この後、正太郎の両親はお役人に捕まり、拷問されてしまいました。正直者のふたりはどんなに拷問されても嘘をつくことができず「知りません。そんなことは言っていません。怪我をしている人を助けただけです」と言い続けました。そして、一月に及ぶ拷問を受け、最後には帰らぬ人となってしまったのです。それでまだ幼かった正太郎は両親が捕まると同時に、田舎で生活しているお爺さんとお婆さんに引き取られて行き、田舎で成長することになったのでした。田舎での生活ではほとんど他人と会うことがありませんでした。そんな環境は、正太郎がうそをつけない性格をそのまま伸ばすような環境でした。両親の血をついで正太郎はまっすぐな性格で育ったのです。
正太郎が成人する頃、一人の男性が訪ねてきました。そうです。正太郎のお父さんとお母さんが命を救ったあの男性でした。正太郎は顔も覚えていませんでしたし、突然の訪問にビックリしました。

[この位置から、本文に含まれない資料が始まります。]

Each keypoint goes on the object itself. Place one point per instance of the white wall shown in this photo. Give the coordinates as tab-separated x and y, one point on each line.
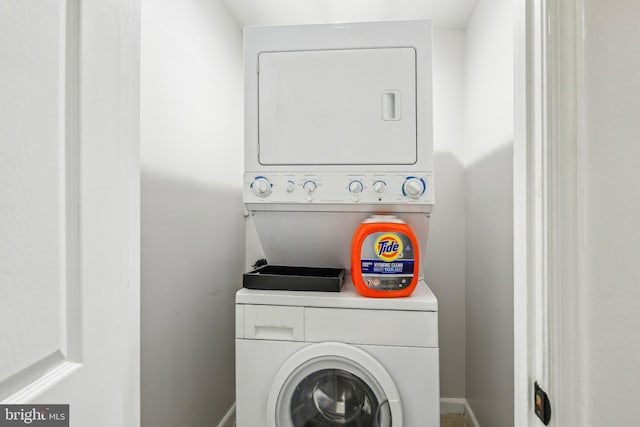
489	206
611	167
192	217
445	257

「大変ご無沙汰しています。申し訳ありません。ご両親が獄中で亡くなったことを聞きつけ、いても経ってもいられずこうしてやってまいりました。ただあの時の幼い子がどこに行ってしまったのかわからず、こうして訪ねてくるまでにとんでもない長い時間がかかってしまいました」
「あの、すみません。どちら様でしょうか」正太郎は少し困惑していた。
「はい。ずいぶん昔のことになりますが、ご両親に助けていただいたものです。助けられた後色々あったものですからすぐには伺えずにいました」
「えっ、あの手配中だったっていう方ですか」
「ええ、そうです。ただし、手配中というのは私を陥れるために地元の役人たちが仕組んだ罠だったのです。私は、川沿いの金貸しが悪い役人と連るんでいるという情報を元に金貸しを調べていたんです。そうしたら、いきなり役人たちが現れてきて斬りつけられ重傷を負ってご両親に助けていただいたのです。私も役人だったんです」
「そんな、じゃあ、私の両親はやはりいいことをしたということなんですね。よかった」
「はい、あの後、悪さをした役人たちは全て捕まり、金貸しも捕まりました。ご両親を拷問した役人はすでに死罪となっています。しかし、そんなことをしてもご両親は戻ってきません。本当に迷惑をかけてしまったと後悔をしています」
「いえいえ、こうして報告に来ていただいたということで、誠実さを感じさせていただきました。両親も天国で喜んでいることでしょう。私も両親を見習って正直に生きていこうと思います」
「正太郎さん、あなたはすでに誠実で正直な人です。ここにくるまでに噂は耳にしました。世の中にはそんな性格を利用しようとする人が大勢います。できるなら、今のこの暮らしを守って長生きをしてください。そしてこれはお世話になったことに対するほんのお礼です。何も言わずに受け取ってください」
正太郎は男性からかなりの額のお金を受け取りました。それは田舎にいる正太郎には一生使っても使いきれないほどです。もちろん、それはお爺さんとお婆さんに渡して正太郎は今日も畑を耕しに出かけて行きました。
それからだいぶ月日が経った今の世の中は、正直な人が損をすることが多い世の中になっています。できるなら正直な人が何の心配もなく生活できる世の中になって欲しいものですね。そのためには、国を動かしている人たちが正直になるか、それができないのなら、人が入れ替わらないとどうにもならないかもしれませんね。